President Barack Obama and House Speaker John Boehner, on Saturday reiterated pledges to work together to avoid the impending "fiscal cliff" of automatic spending cuts and tax hikes.
President Barack Obama and House Speaker John Boehner, R-Ohio, on Saturday reiterated pledges to work together to avoid the impending "fiscal cliff" of automatic spending cuts and tax hikes. But in their weekly radio addresses, the two leaders offered radically different visions for raising revenue while cutting spending.
The president listed job creation and economic growth as his top priorities. While pledging to not raise taxes on most Americans, the president said spending cuts must be combined with "asking the wealthiest Americans to pay a little more in taxes."
Boehner countered that raising top tax rates would, according to accounting firm Ernst & Young, "destroy 700,000 American jobs. That's because many of those hit by this tax increase are small-business owners — the very people who are the key to job creation in America."
Obama reiterated his campaign promise that he would not ask students, seniors or middle-class families to pay more in taxes. "Even as we negotiate a broader deficit reduction package, Congress should extend middle-class tax cuts right now. It's a step that would give millions of families and 97 percent of small businesses the peace of mind that will lead to new jobs and faster growth."
Boehner instead proposed "shoring up entitlement programs" and closing tax loopholes as alternatives to raising taxes on the rich.
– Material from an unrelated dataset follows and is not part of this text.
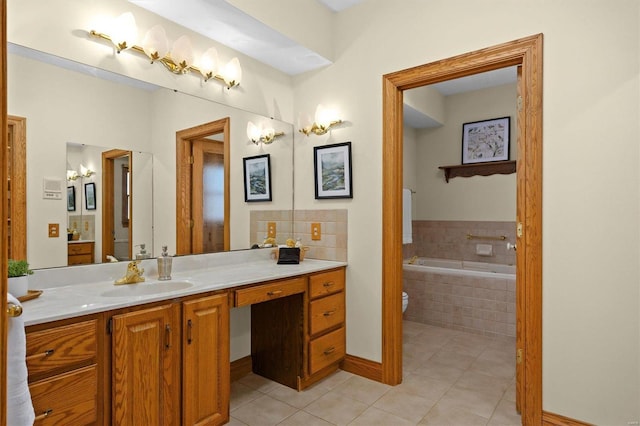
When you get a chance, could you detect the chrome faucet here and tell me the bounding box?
[115,260,144,285]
The president said the plan he stumped on during the campaign will reward businesses that create jobs, provide access to education and training, and rebuild the nation's infrastructure while pushing clean energy. The plan will "reduce our deficit in a balanced and responsible way," Obama said.
Obama said he had invited leaders of both parties to the White House this week "to build consensus around challenges we can only solve together."
The two leaders spoke briefly last week, Boehner said, adding that he was hopeful the two parties could forge a deficit-reduction agreement that passes both chambers of Congress.